How It Works


~12 min read

♥️ System Design : Tinder ✧

Here’s the question that keeps engineers up at night when building a dating app at scale: How do you show someone the right person, right now, within 10 miles, when 75 million people are swiping simultaneously?

Let’s dig in.


Problem Statement #

Beyond the basics of profiles and matching, here are the harder problems worth solving:

  1. The Proximity Paradox: You need to find people near the user, but “near” changes every time they move. Their location updates every few minutes. Multiply this by 75M daily active users.

  2. The Cold Start Death Spiral: New users have no swipe history. Bad recommendations = they leave in 48 hours. You get ONE shot.

  3. The Mutual Interest Problem: Unlike Instagram where you follow someone and you’re done, here BOTH parties must swipe right. Your recommendation engine needs to predict bilateral attraction.

  4. The Chat Delivery Guarantee: When someone finally matches, that first message CANNOT be lost. This isn’t “eventual consistency is fine” territory—this is “we lose a user forever” territory.


Functional Requirements #

Let’s rank these by engineering complexity, not feature importance:

Feature User Sees Engineering Complexity
Recommendations “Here are people near you” Very High
Location Updates Background sync High
Chat Message delivery Medium
Matching “It’s a Match!” Medium
Profile CRUD Edit bio, photos Low
Notifications Push alerts Low

The recommendations engine is 80% of your system’s complexity. Everything else is table stakes.


Non-Functional Requirements #

Let’s derive real numbers from business metrics instead of guessing:

Starting assumptions:

Derived constraints:

Daily swipes = 75M × 50 = 3.75 billion swipes/day
             ≈ 2 billion (accounting for variance)

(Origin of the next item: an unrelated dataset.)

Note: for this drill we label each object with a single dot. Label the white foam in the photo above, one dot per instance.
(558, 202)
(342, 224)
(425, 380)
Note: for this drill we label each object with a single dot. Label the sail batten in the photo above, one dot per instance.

Peak QPS for swipes = (2B × 0.4) / (3 hours × 3600)
                    = 800M / 10,800
                    ≈ 74,000 swipes/second at peak

Important detail: Each swipe triggers:

So your effective QPS is 4× your swipe rate: ~300,000 operations/second at peak.

Location updates:

If 30% of DAU has location services on = 22.5M users
Update every 5 minutes = 22.5M / 300 = 75,000 location updates/second

Chat:

10% of DAU sends messages = 7.5M users
Average 20 messages/day = 150M messages/day
Peak: 150M × 0.4 / 10,800 ≈ 5,500 messages/second

Now you have real numbers to design against.


High-Level Architecture #

                                    ┌─────────────────────────────────────────┐
                                    │              CDN (Images)               │
                                    │         CloudFront / Fastly             │
                                    └─────────────────────────────────────────┘
┌──────────┐     ┌─────────────┐     ┌─────────────────┴─────────────────┐
│  Mobile  │────▶│   API GW    │────▶│         Service Mesh              │
│   Apps   │     │  (Kong/AWS) │     │    (Envoy + Istio or Linkerd)     │
└──────────┘     └─────────────┘     └─────────────────┬─────────────────┘
                 ┌─────────────────────────────────────┼─────────────────────────────────────┐
                 │                                     │                                     │
                 ▼                                     ▼                                     ▼
    ┌────────────────────────┐        ┌────────────────────────┐        ┌────────────────────────┐
    │   Profile Service      │        │  Recommendation Svc    │        │     Chat Service       │
    │                        │        │                        │        │                        │
    │  - CRUD operations     │        │  - Candidate gen       │        │  - WebSocket gateway   │
    │  - Photo management    │        │  - Ranking/scoring     │        │  - Message routing     │
    │  - Verification        │        │  - Queue management    │        │  - Delivery tracking   │
    └───────────┬────────────┘        └───────────┬────────────┘        └───────────┬────────────┘
                │                                  │                                 │
                ▼                                  ▼                                 ▼
    ┌────────────────────────┐        ┌────────────────────────┐        ┌────────────────────────┐
    │   PostgreSQL (Users)   │        │   Redis Cluster        │        │   Cassandra/ScyllaDB   │
    │   + Read Replicas      │        │   (Recommendation Q)   │        │   (Messages)           │
    └────────────────────────┘        └───────────┬────────────┘        └────────────────────────┘
                                      ┌────────────────────────┐
                                      │   Elasticsearch        │
                                      │   (Geo-queries)        │
                                      │   or Redis Geo         │
                                      └────────────────────────┘

The diagram becomes clearer when we trace the data flow for each critical path.


Recommendation Engine #

This is where your system lives or dies. Let me walk you through exactly how it works.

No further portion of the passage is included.